You can also spend hours and hours in the game’s Franchise mode, doing most of the same things you did last year. New are riveting additions such as the hard salary cap (Just what I always wanted!) and slightly more robust rivalry content. Your players will gain or lose attribute points depending on how well you fare against a rival. That’s probably exciting…if you’re Canadian.
No matter where you come from, you will love the two high-quality sound options. You can underscore your season with either the standard broadcast-style commentary or a sweeping musical score, and both are highly enjoyable. The music changes to match your team as you succeed or struggle, which really enhances the cinematic presentation, though you can of course swap in your own favorite hockey mixes. I’ve read a few user complaints about the commentators, but the sound bytes come through cleanly and crisply.

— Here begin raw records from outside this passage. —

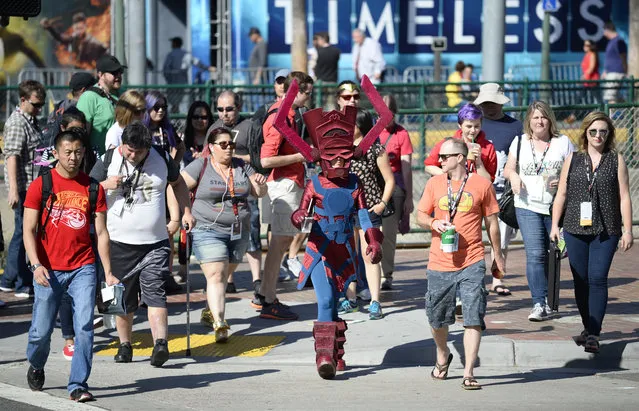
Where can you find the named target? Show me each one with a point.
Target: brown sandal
(442, 369)
(472, 384)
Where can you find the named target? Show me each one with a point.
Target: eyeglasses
(36, 105)
(350, 96)
(444, 157)
(226, 144)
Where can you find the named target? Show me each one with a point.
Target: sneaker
(125, 353)
(258, 301)
(230, 288)
(221, 331)
(294, 266)
(98, 322)
(81, 395)
(538, 313)
(364, 295)
(35, 379)
(206, 319)
(375, 311)
(67, 351)
(160, 353)
(387, 283)
(277, 311)
(347, 306)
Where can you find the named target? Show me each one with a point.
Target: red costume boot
(341, 340)
(325, 348)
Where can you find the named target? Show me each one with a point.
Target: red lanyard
(231, 186)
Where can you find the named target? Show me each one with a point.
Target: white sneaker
(365, 294)
(294, 266)
(538, 313)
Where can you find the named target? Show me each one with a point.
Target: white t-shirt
(537, 195)
(145, 221)
(114, 136)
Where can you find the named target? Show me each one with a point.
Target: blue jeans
(17, 273)
(590, 258)
(535, 230)
(80, 284)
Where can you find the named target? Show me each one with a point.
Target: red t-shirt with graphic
(66, 243)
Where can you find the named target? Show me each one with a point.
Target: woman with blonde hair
(594, 191)
(129, 108)
(542, 151)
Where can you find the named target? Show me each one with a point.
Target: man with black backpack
(59, 208)
(98, 103)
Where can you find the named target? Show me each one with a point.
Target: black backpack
(47, 193)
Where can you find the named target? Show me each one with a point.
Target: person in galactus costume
(328, 207)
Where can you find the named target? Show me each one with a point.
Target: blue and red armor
(335, 196)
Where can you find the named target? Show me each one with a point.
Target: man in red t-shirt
(285, 188)
(459, 201)
(59, 247)
(482, 158)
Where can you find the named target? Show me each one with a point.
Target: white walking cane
(188, 291)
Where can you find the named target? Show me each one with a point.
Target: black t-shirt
(327, 61)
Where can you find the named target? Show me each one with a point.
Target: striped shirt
(22, 137)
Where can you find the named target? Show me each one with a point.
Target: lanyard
(539, 166)
(591, 183)
(138, 169)
(231, 186)
(453, 203)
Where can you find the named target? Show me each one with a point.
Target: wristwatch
(34, 267)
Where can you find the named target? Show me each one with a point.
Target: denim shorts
(442, 289)
(211, 246)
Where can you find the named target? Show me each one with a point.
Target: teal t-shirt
(100, 113)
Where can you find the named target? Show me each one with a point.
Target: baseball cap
(109, 64)
(282, 73)
(491, 92)
(81, 80)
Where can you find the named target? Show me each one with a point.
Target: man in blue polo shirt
(615, 63)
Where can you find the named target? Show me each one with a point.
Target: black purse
(507, 201)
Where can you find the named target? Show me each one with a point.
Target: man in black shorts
(135, 180)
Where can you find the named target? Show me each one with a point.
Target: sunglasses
(350, 96)
(226, 144)
(36, 105)
(444, 157)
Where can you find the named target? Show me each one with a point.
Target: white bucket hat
(491, 92)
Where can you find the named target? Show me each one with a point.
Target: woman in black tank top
(594, 192)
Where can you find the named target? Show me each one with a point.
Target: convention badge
(236, 230)
(307, 224)
(118, 206)
(585, 216)
(536, 192)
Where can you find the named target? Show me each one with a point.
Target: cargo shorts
(442, 289)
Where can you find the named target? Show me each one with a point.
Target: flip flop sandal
(442, 369)
(592, 345)
(501, 290)
(472, 384)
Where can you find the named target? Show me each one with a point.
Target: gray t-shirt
(239, 133)
(258, 55)
(213, 208)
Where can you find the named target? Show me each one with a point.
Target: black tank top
(606, 209)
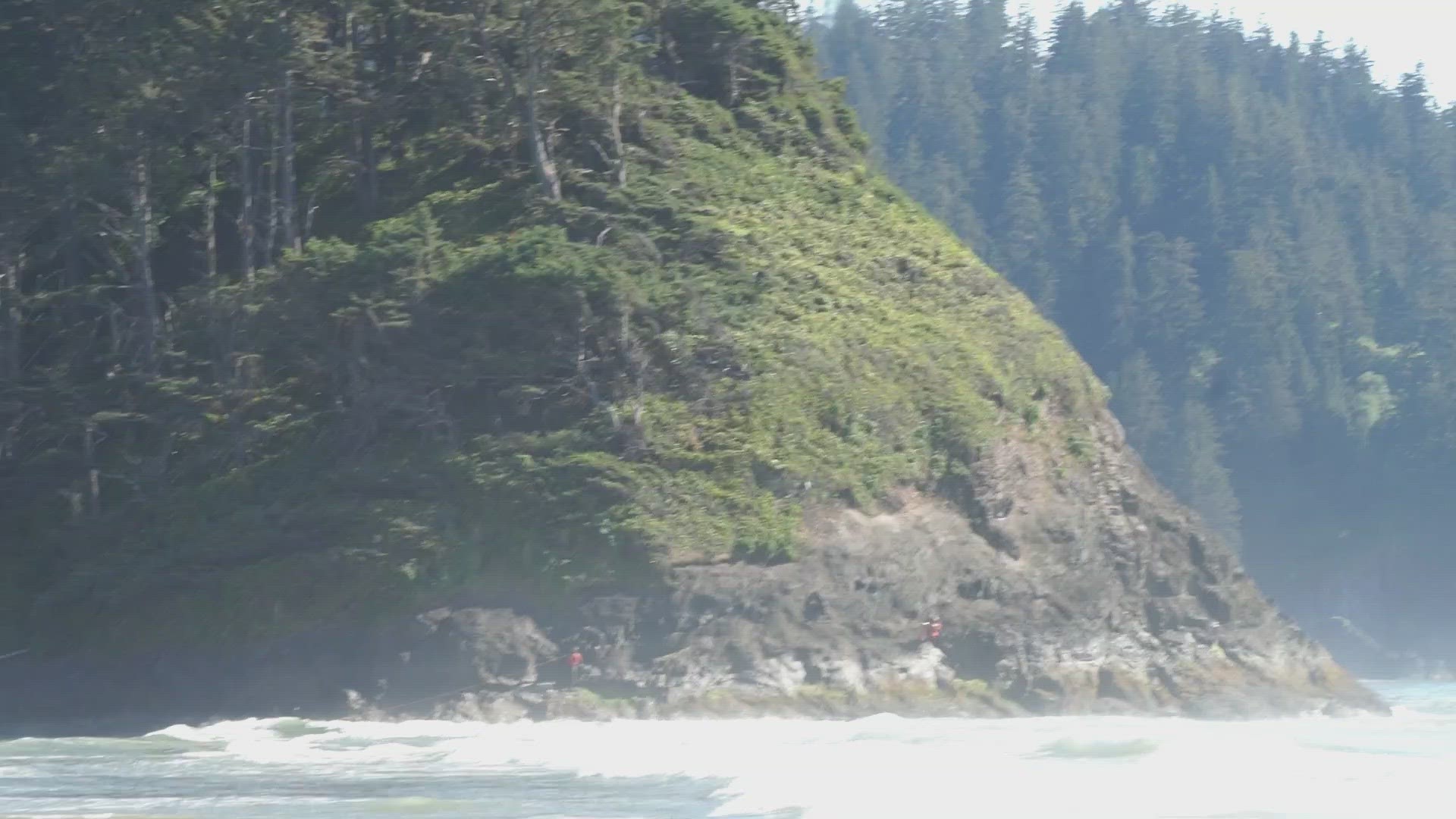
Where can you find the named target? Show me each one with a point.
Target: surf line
(472, 687)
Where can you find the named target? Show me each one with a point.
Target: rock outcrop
(1072, 586)
(1078, 588)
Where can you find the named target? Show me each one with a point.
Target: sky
(1397, 34)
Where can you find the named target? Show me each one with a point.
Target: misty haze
(724, 409)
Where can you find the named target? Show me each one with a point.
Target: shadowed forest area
(1250, 240)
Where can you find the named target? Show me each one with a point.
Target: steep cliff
(673, 379)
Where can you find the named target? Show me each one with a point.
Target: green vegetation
(316, 311)
(1250, 240)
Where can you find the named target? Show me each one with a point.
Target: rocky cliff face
(755, 410)
(1074, 586)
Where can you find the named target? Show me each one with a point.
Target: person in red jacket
(574, 664)
(932, 629)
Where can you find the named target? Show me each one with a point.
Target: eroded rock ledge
(1074, 586)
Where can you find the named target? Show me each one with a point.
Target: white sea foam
(1114, 768)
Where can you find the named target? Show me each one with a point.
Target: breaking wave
(878, 767)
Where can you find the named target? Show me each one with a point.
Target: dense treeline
(310, 309)
(1250, 240)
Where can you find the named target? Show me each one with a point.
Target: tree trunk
(210, 216)
(72, 251)
(145, 286)
(245, 175)
(290, 181)
(11, 319)
(92, 471)
(615, 124)
(274, 152)
(541, 148)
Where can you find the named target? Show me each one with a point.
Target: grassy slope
(783, 324)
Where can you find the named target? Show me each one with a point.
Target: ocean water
(1400, 767)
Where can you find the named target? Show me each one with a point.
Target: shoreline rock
(1068, 583)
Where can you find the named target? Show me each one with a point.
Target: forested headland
(315, 311)
(1250, 240)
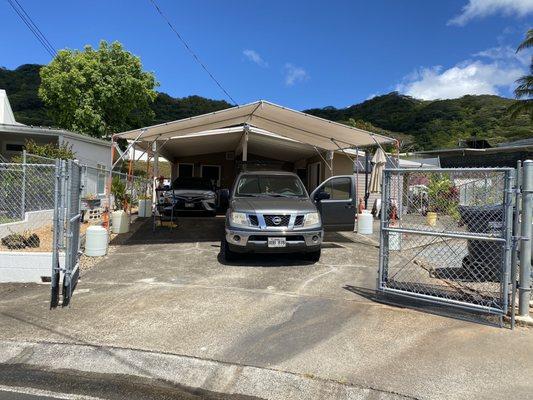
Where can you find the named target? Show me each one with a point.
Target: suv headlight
(238, 219)
(311, 219)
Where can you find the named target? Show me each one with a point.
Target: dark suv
(190, 194)
(271, 212)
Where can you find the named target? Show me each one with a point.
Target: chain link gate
(446, 236)
(66, 239)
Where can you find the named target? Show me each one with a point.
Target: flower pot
(145, 208)
(120, 222)
(431, 218)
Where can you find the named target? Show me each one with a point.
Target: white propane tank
(120, 222)
(145, 208)
(365, 223)
(96, 241)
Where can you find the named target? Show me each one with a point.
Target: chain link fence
(26, 206)
(447, 236)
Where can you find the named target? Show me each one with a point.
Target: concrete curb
(187, 371)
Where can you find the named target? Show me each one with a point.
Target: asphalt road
(45, 384)
(5, 395)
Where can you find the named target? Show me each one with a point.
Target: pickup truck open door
(336, 201)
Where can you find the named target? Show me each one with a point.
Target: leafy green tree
(48, 150)
(524, 90)
(98, 92)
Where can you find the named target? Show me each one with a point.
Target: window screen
(339, 188)
(101, 179)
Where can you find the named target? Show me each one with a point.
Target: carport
(259, 131)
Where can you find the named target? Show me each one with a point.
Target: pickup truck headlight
(311, 219)
(238, 219)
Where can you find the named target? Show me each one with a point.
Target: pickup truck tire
(227, 254)
(313, 256)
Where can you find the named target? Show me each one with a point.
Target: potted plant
(145, 205)
(91, 201)
(442, 198)
(119, 219)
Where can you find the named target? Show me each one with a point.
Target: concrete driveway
(169, 292)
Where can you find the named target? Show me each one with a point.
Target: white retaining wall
(26, 266)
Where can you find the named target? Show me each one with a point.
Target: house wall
(227, 173)
(18, 138)
(89, 153)
(342, 165)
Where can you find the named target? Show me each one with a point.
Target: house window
(14, 147)
(185, 170)
(211, 172)
(101, 178)
(339, 188)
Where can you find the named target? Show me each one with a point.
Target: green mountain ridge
(418, 124)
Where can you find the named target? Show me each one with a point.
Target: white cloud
(294, 74)
(505, 53)
(490, 71)
(484, 8)
(255, 57)
(469, 77)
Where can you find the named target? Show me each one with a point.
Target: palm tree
(524, 90)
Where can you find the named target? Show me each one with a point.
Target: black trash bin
(484, 257)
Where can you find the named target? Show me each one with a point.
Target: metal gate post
(23, 193)
(510, 177)
(54, 281)
(516, 239)
(383, 236)
(524, 289)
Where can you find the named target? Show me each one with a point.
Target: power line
(32, 26)
(36, 27)
(196, 58)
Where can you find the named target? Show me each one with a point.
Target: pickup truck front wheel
(227, 254)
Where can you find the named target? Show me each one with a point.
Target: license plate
(277, 242)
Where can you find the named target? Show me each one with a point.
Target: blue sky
(299, 54)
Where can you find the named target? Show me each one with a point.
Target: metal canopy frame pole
(323, 159)
(524, 289)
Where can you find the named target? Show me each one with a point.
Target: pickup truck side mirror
(322, 195)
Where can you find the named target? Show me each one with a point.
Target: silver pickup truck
(271, 212)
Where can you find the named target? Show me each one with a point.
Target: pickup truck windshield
(192, 184)
(270, 185)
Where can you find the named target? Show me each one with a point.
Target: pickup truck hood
(191, 192)
(266, 205)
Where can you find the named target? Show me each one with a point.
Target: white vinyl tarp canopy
(267, 116)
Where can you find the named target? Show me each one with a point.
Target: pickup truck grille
(277, 220)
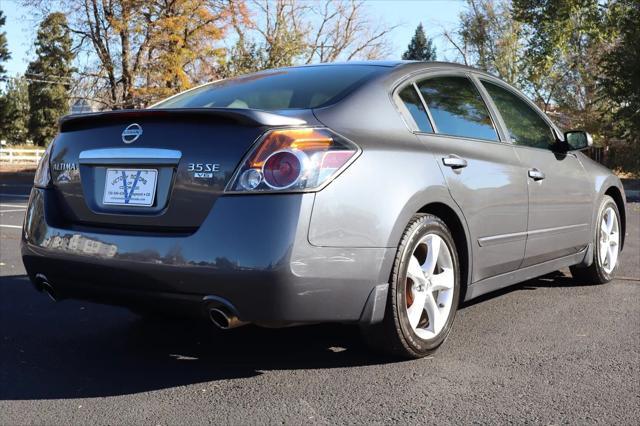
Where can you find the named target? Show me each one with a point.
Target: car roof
(402, 66)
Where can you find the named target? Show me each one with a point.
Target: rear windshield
(291, 88)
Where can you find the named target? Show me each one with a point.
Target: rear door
(559, 195)
(483, 173)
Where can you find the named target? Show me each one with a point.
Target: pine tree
(4, 50)
(49, 76)
(14, 111)
(421, 48)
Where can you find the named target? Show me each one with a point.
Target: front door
(559, 202)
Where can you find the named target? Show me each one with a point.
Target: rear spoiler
(245, 117)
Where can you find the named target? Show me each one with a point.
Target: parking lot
(547, 351)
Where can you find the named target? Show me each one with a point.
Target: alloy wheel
(430, 286)
(609, 241)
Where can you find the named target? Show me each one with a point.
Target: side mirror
(578, 139)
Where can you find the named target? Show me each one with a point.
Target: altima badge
(131, 133)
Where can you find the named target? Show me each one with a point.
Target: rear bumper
(251, 251)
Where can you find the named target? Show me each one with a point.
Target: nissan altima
(383, 194)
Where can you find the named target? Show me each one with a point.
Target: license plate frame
(119, 189)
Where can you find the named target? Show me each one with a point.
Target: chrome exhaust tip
(224, 320)
(222, 314)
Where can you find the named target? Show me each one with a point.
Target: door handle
(454, 161)
(536, 174)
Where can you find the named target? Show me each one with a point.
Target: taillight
(302, 159)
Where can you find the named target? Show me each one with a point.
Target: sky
(434, 15)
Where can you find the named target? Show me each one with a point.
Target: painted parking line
(13, 195)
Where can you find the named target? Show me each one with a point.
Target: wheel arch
(457, 226)
(614, 192)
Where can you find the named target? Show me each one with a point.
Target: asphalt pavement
(547, 351)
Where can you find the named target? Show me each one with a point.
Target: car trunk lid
(178, 161)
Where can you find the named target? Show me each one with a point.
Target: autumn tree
(183, 44)
(146, 49)
(289, 32)
(49, 78)
(4, 49)
(420, 48)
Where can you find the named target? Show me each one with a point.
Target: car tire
(407, 330)
(607, 235)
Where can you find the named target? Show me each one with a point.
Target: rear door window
(526, 127)
(457, 108)
(412, 102)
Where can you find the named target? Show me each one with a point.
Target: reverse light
(43, 174)
(301, 159)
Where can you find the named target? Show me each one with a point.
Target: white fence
(20, 156)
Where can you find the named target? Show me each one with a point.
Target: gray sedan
(382, 194)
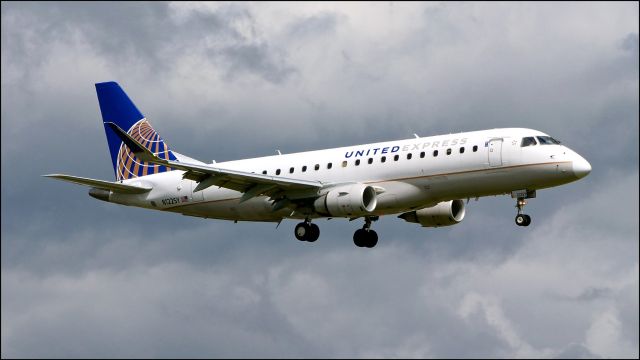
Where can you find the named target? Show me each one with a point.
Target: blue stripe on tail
(116, 107)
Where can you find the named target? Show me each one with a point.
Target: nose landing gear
(522, 195)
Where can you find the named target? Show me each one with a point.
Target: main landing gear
(522, 196)
(366, 237)
(306, 231)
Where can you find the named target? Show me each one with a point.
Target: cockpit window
(547, 140)
(528, 141)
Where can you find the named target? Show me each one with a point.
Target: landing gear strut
(366, 237)
(522, 196)
(306, 231)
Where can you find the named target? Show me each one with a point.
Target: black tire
(359, 237)
(314, 233)
(302, 231)
(372, 238)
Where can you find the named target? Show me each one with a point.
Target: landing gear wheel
(360, 237)
(365, 238)
(372, 239)
(306, 231)
(523, 220)
(302, 231)
(314, 233)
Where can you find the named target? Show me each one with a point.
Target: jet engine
(442, 214)
(347, 200)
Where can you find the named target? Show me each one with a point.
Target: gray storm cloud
(231, 80)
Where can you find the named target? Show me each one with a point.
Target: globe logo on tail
(128, 166)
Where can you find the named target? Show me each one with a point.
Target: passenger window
(528, 141)
(547, 140)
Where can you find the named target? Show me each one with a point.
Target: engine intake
(347, 200)
(442, 214)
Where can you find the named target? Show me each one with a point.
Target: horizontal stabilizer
(101, 184)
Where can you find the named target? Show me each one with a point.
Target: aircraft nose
(581, 167)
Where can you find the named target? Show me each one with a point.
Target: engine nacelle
(442, 214)
(347, 200)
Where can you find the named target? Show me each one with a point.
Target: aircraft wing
(101, 184)
(250, 184)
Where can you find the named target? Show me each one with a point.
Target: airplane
(423, 179)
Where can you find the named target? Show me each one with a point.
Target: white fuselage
(499, 165)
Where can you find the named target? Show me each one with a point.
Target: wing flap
(101, 184)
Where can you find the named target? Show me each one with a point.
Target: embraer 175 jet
(422, 179)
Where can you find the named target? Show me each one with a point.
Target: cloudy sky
(226, 81)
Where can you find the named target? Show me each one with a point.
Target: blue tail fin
(116, 107)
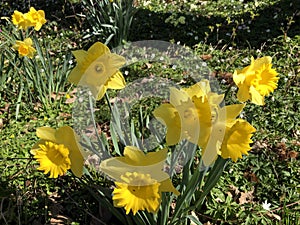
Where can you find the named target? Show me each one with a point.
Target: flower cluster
(32, 18)
(195, 114)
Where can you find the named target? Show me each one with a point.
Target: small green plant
(109, 20)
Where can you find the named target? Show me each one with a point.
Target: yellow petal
(243, 93)
(232, 111)
(237, 140)
(256, 97)
(117, 81)
(65, 135)
(211, 150)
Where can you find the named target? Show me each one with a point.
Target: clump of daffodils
(33, 18)
(24, 21)
(194, 114)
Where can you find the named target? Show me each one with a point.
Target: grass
(224, 34)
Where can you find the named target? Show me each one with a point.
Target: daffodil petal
(243, 93)
(237, 140)
(66, 136)
(117, 81)
(256, 97)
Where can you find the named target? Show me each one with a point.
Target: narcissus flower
(98, 69)
(188, 115)
(139, 179)
(20, 20)
(32, 18)
(195, 114)
(25, 48)
(58, 151)
(237, 139)
(137, 191)
(256, 80)
(36, 18)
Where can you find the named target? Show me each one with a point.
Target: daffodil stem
(108, 102)
(212, 179)
(104, 153)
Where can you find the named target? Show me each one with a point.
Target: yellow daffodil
(188, 115)
(256, 80)
(36, 18)
(137, 191)
(139, 179)
(58, 151)
(195, 114)
(20, 20)
(222, 125)
(25, 48)
(98, 69)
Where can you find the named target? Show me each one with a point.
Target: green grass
(224, 34)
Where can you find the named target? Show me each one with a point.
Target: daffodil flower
(256, 80)
(195, 114)
(139, 179)
(20, 20)
(36, 18)
(187, 115)
(230, 137)
(25, 48)
(58, 151)
(98, 69)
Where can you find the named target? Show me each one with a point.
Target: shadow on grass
(270, 23)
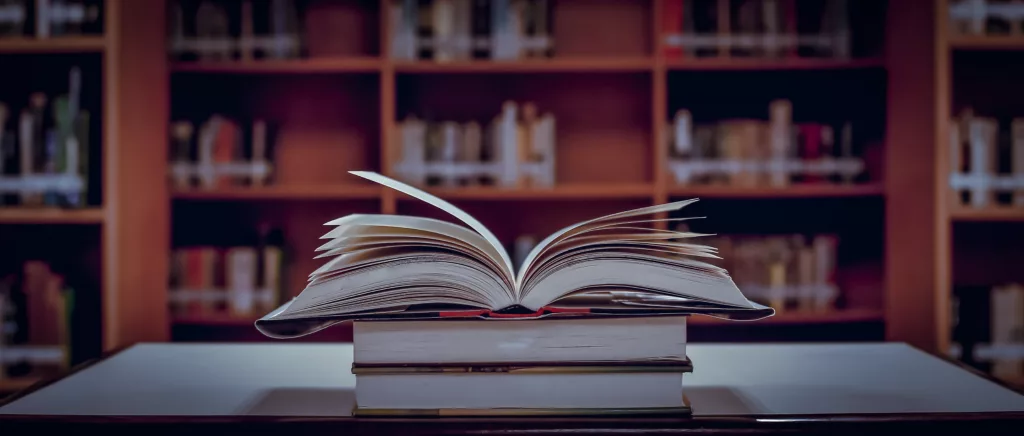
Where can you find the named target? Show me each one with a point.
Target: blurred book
(747, 153)
(221, 154)
(514, 149)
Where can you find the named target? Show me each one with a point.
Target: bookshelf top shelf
(969, 42)
(739, 63)
(1003, 214)
(830, 316)
(308, 66)
(76, 44)
(566, 191)
(50, 216)
(793, 191)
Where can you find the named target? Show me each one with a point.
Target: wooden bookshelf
(80, 44)
(338, 191)
(795, 317)
(51, 216)
(733, 63)
(309, 66)
(1001, 214)
(793, 191)
(583, 64)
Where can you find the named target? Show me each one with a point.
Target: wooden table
(293, 388)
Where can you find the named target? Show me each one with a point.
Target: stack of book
(237, 281)
(755, 153)
(215, 30)
(44, 18)
(462, 30)
(515, 149)
(756, 29)
(986, 162)
(593, 320)
(36, 310)
(44, 149)
(222, 154)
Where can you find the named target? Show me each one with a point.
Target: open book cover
(406, 267)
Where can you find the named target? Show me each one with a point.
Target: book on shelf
(44, 149)
(215, 30)
(36, 317)
(463, 30)
(401, 267)
(515, 149)
(222, 153)
(45, 18)
(986, 161)
(749, 153)
(237, 281)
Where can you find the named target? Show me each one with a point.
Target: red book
(672, 24)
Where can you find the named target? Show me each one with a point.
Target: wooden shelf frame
(152, 128)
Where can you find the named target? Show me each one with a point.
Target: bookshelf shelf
(582, 64)
(50, 216)
(986, 43)
(309, 66)
(837, 316)
(569, 191)
(53, 45)
(734, 63)
(338, 191)
(1007, 214)
(17, 384)
(794, 191)
(213, 320)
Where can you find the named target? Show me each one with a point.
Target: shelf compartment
(78, 44)
(734, 63)
(17, 215)
(792, 191)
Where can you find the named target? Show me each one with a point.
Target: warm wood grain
(556, 64)
(836, 316)
(734, 63)
(135, 231)
(325, 191)
(308, 66)
(51, 216)
(52, 45)
(580, 191)
(1001, 214)
(970, 42)
(794, 191)
(911, 211)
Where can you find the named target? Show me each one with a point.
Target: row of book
(462, 30)
(44, 149)
(236, 281)
(756, 153)
(756, 29)
(36, 308)
(516, 148)
(792, 272)
(223, 153)
(44, 18)
(231, 30)
(986, 161)
(986, 17)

Graphically speaking, the game is a mess of ineffective visual storytelling. 2K Sports is compensating for the missing ESPN license by casting this series in a cinematic light: long, steady camera shots follow players into and out of the locker room or track through the crowds during cut scenes. This is a fine direction for a sports game, but this year’s efforts are generic and empty. Lengthy cut scenes don’t give players any extra information about the game, and they wear thin with every face-off and penalty set-up. The limited number of character models creep me out with their frozen, unblinking eyeballs; lazy close-ups into the stands reveal a tiny pack of clones. Don’t some 360 games occasionally simulate large crowds
? Anyway, the entire production is underwhelming.
The so-so visuals deal a hefty blow to the pricey 360 version; if you’re still set on NHL 2K7 in 1080i HD, at least the online support lets you play those highly customizable games over Xbox Live. You can even get seven players into an online game over the Xbox version’s four-player cap.
Strangely enough, I had the most fun playing NHL 2K7’s open matches. Pond Hockey and the Franchise Mode practice games let me in for quick and dirty play without getting bogged down in details, or the game’s messy control scheme. NHL 2K7 plays a solid game of hockey thanks to a frozen lake’s worth of content, but rough controls, unforgiving AI and no tutorial content are the equivalent of thin ice for beginners. If you don’t commonly say “Aboot” or “Eh”, heed our warning: This game is for experts only.